Celebrating Radford University’s Wonder Women during Homecoming’s Women of Radford Luncheon
Close to 150 Radford University alumni and friends celebrated strong and determined women during the Women of Radford Luncheon on Saturday, October 7 at noon in Kyle Hall. Keynote speaker Tracy Lewis-Williams, a faculty member in Radford University’s Department of Information Technology and the first African American woman to earn her Ph.D. at Virginia Tech in computer science, discussed how the audience should embrace their inner wonder women.

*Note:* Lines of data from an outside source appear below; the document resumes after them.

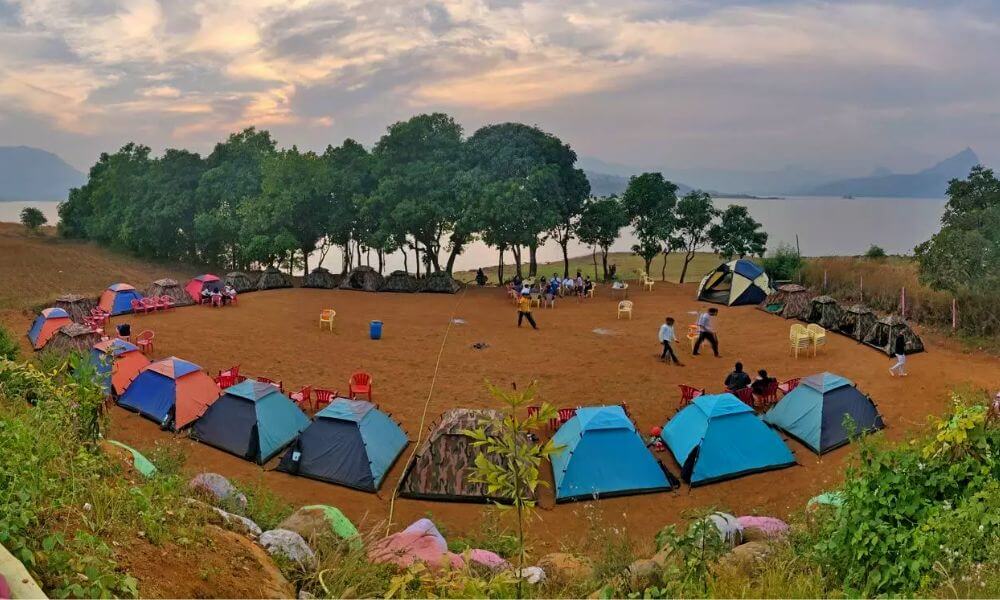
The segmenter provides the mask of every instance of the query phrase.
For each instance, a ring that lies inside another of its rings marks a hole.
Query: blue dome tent
[[[844,428],[844,417],[854,422]],[[818,373],[802,380],[764,415],[774,425],[802,442],[816,454],[843,446],[850,438],[885,428],[872,399],[851,380],[833,373]]]
[[[695,398],[663,426],[661,437],[692,486],[795,464],[778,434],[732,394]]]
[[[371,402],[338,398],[281,457],[278,470],[375,492],[409,440]]]
[[[226,388],[191,437],[262,465],[308,426],[309,417],[276,386],[247,379]]]
[[[673,489],[677,482],[653,457],[620,406],[588,406],[552,441],[556,502]]]

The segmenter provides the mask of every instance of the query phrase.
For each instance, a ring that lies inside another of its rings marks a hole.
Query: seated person
[[[736,363],[733,367],[733,372],[726,375],[725,385],[726,389],[730,392],[742,390],[746,386],[750,385],[750,376],[743,371],[743,363]]]
[[[767,392],[769,385],[777,381],[774,377],[768,377],[767,371],[761,369],[757,371],[757,378],[750,384],[750,390],[754,396],[763,396]]]

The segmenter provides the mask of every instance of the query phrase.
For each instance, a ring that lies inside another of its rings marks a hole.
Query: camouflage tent
[[[82,323],[84,317],[90,316],[90,310],[97,306],[96,298],[86,298],[80,294],[63,294],[56,298],[53,305],[69,313],[69,318]]]
[[[250,277],[243,271],[226,273],[225,284],[233,286],[237,294],[245,294],[257,289],[257,284],[254,282],[253,277]]]
[[[59,354],[80,352],[89,355],[90,349],[99,341],[101,341],[100,333],[86,325],[71,323],[59,328],[59,331],[45,344],[45,350]]]
[[[174,306],[188,306],[194,304],[191,295],[180,286],[174,279],[157,279],[146,289],[146,297],[169,296],[174,301]]]
[[[779,285],[757,308],[786,319],[802,318],[809,310],[809,290],[795,283]]]
[[[432,292],[435,294],[455,294],[462,289],[462,285],[455,281],[451,273],[441,271],[431,273],[422,280],[421,292]]]
[[[340,279],[340,275],[334,275],[323,267],[316,267],[311,273],[306,275],[306,280],[302,283],[302,287],[333,290],[340,285]]]
[[[864,342],[872,348],[877,348],[887,355],[894,354],[893,346],[896,344],[896,336],[903,334],[906,340],[906,354],[914,354],[924,351],[924,343],[902,317],[889,315],[883,317],[872,325],[872,328],[865,336]],[[51,342],[50,342],[51,343]]]
[[[420,280],[406,271],[393,271],[382,282],[380,292],[417,292],[420,291]]]
[[[362,265],[344,276],[340,281],[340,289],[377,292],[382,288],[382,282],[378,271]]]
[[[837,323],[837,331],[860,342],[871,331],[875,321],[878,321],[878,317],[870,308],[864,304],[855,304],[844,309],[840,323]]]
[[[264,269],[264,272],[260,275],[260,279],[257,280],[258,290],[276,290],[286,287],[292,287],[291,280],[275,267]]]
[[[809,309],[799,318],[809,323],[817,323],[824,329],[836,329],[843,312],[843,309],[833,298],[818,296],[812,299]]]
[[[456,502],[497,500],[487,495],[484,484],[469,481],[480,451],[462,431],[479,427],[481,421],[499,422],[502,419],[503,414],[495,410],[452,408],[445,411],[403,473],[400,495]]]

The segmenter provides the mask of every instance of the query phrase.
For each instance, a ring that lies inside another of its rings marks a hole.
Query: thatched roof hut
[[[333,290],[340,285],[340,280],[340,275],[334,275],[323,267],[316,267],[311,273],[306,275],[306,280],[302,283],[302,287]]]
[[[809,290],[795,283],[779,285],[757,308],[786,319],[801,319],[809,310]]]
[[[87,298],[80,294],[63,294],[56,298],[54,306],[65,310],[77,323],[82,323],[83,318],[89,317],[91,309],[97,306],[97,298]]]
[[[382,288],[383,278],[371,267],[360,266],[348,273],[340,282],[342,290],[377,292]]]
[[[225,285],[233,286],[233,289],[235,289],[238,294],[245,294],[257,289],[253,278],[243,271],[232,271],[230,273],[226,273],[226,280],[224,283]]]
[[[268,267],[257,281],[258,290],[276,290],[279,288],[292,287],[289,278],[275,267]]]
[[[191,295],[181,287],[175,279],[157,279],[146,289],[146,297],[169,296],[174,302],[174,306],[190,306],[194,304]]]
[[[406,271],[393,271],[385,278],[380,292],[402,292],[410,293],[420,291],[420,280],[415,275],[410,275]]]
[[[809,310],[803,313],[804,317],[800,318],[809,323],[817,323],[824,329],[836,329],[843,312],[843,309],[840,308],[840,305],[833,298],[829,296],[817,296],[812,299]]]
[[[432,294],[455,294],[458,293],[458,290],[462,289],[462,284],[455,281],[451,274],[444,271],[431,273],[421,280],[421,284],[421,292]]]
[[[893,346],[896,344],[896,336],[899,334],[903,334],[903,339],[906,341],[906,354],[924,351],[923,340],[910,329],[902,317],[897,315],[889,315],[876,321],[865,336],[864,342],[892,356],[895,353]]]
[[[101,334],[95,332],[86,325],[72,323],[59,328],[52,339],[45,344],[47,352],[58,352],[69,354],[70,352],[90,352],[90,349],[97,342],[101,341]]]
[[[864,304],[854,304],[844,309],[840,316],[840,323],[837,324],[837,331],[852,337],[859,342],[864,341],[865,336],[871,331],[878,317]]]

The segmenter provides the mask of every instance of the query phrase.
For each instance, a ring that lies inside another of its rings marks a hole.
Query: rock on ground
[[[260,534],[260,545],[271,556],[283,556],[302,565],[311,565],[316,561],[316,553],[302,536],[287,529],[271,529]]]

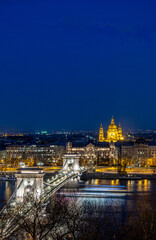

She discussed the women who inspired her to follow her dreams in computer science such as black female mathematicians Katherine Johnson, Mary Jackson and Dorothy Vaughan who helped NASA launch John Glenn into space during the 1960s space race. Lewis-Williams also mentioned her mentor Christine Salter, who taught in Radford University’s information technology department and collaborated on projects with then Ph.D. student Lewis-Williams. While working with Salter, Lewis-Williams once told her “I want to be just like you,” because Salter was such an inspiration to female computer science students and to Lewis-Williams. Salter dedicated 30 years to the field of corporate information and technology, and encouraged young women to follow in her footsteps to break barriers for women in the field. “I am still teaching at Radford because of Christine Salter,” said Lewis-Williams.
Lewis-Williams also honored beloved alumna and event attendee Nancy Artis ’73 for her generosity and dedication to her alma mater and the Artis College of Science and Technology. She said when Artis visits her classes, she brings solid advice from corporate America and a glimpse into the “real world.” Last spring, Nancy and Pat Artis gifted the university the largest contribution by an individual and an alumnus in Radford’s history. The Artis College of Science and Technology was dedicated, and the Artis Endowed Scholarship Fund will award 67 high-achieving students scholarships in the amount of $3,000 based on academic eligibility.
Another of the many wonder women in the room, Margorie A. Young ’85, DNP ’15 spent 30 years working in women’s health before becoming a faculty member in Radford University’s School of Nursing. She served as the Director of Women’s Health Services and the Director of the Birthing Center at LewisGale Montgomery Hospital in Blacksburg. She said she loves to be inspired by Radford women. “I love to hear women’s stories of where they’ve been, what they’ve done and what they want to do. It’s inspiring!” said Young.
During Lewis-Williams’ presentation, she discussed the tools the traditional Marvel Comics’ Wonder Woman used and how they could be symbolically used by the wonder women in the room. The invisible plane is a symbol of striving for work-life balance; the magic sword shatters the glass ceiling, while women strive to reach their dreams; the deflective bracelets help deflect conflict or personal attacks; the lasso of truth illuminates their own truth and honesty about their own abilities; the royal tiara helps them know their value; and the body armor provides confidence. “We are all wonder women!” she said.